1. Severity of the issue: (select one)
None: I’m just curious or want clarification.
Low: Annoying but doesn’t hinder my work.
Medium: Significantly affects my productivity but can find a workaround.
High: Completely blocks me.
2. Environment:
- Ray version: 2.49
- Python version: 3.12
- OS: AWS Linux
- Cloud/Infrastructure: AWS
- Other libs/tools (if relevant): ECS on EC2
3. What we are trying to do:
We are investigating if it’s possible to run a Ray cluster where the headnode is spun-up as an ECS service, which then auto-scales workers as usual; by creating EC2 instances.
Instead of using ray up, we are trying starting the headnode-taks with:
ray start --head --dashboard-host=0.0.0.0 --port=6379 --dashboard-port=80 --disable-usage-stats --autoscaling-config ray_bootstrap_config.yaml
The ray_bootstrap_config.yaml, we pulled from one of our other clusters and modified it a bit to align with the environment we are trying to do this in.
4. What is happening:
Not much… It all starts without errors, but the cluster isn’t coming up. I can see the following:
$ ray status:
No cluster status. It may take a few seconds for the Ray internal services to start up.
$ ray cluster-dump ray_bootstrap_config.yaml:
2025-10-30 08:21:47,624 WARN commands.py:1569 -- You are about to create a cluster dump. This will collect data from cluster nodes.
The dump will contain this information:
- The logfiles of your Ray session
This usually includes Python outputs (stdout/stderr)
- Debug state information on your Ray cluster
e.g. number of workers, drivers, objects, etc.
- Your installed Python packages (`pip freeze`)
- Information on your running Ray processes
This includes command line arguments
If you are concerned about leaking private information, extract the archive and inspect its contents before sharing it with anyone.
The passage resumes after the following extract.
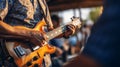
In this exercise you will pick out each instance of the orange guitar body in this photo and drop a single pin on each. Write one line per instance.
(22, 54)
2025-10-30 08:21:47,624 INFO cluster_dump.py:563 -- Retrieving cluster information from ray cluster file: ray_bootstrap_config.yaml
2025-10-30 08:21:47,912 INFO commands.py:389 -- Checking AWS environment settings
2025-10-30 08:21:47,913 VINFO utils.py:149 -- Creating AWS resource `ec2` in `eu-west-1`
And that’s basically the state it stays in until I kill it.
5. Questions:
- How can I get some more information on what the auto-scaler is trying to do? Are there other logs I can inspect, or documentation on something similar I can look into? Any tips?
- Is this even an approach worth pursuing? I can spends more time trying to make this work, but if the hive-mind tells me it’s a stupid idea I will go back to the drawing board

Thx!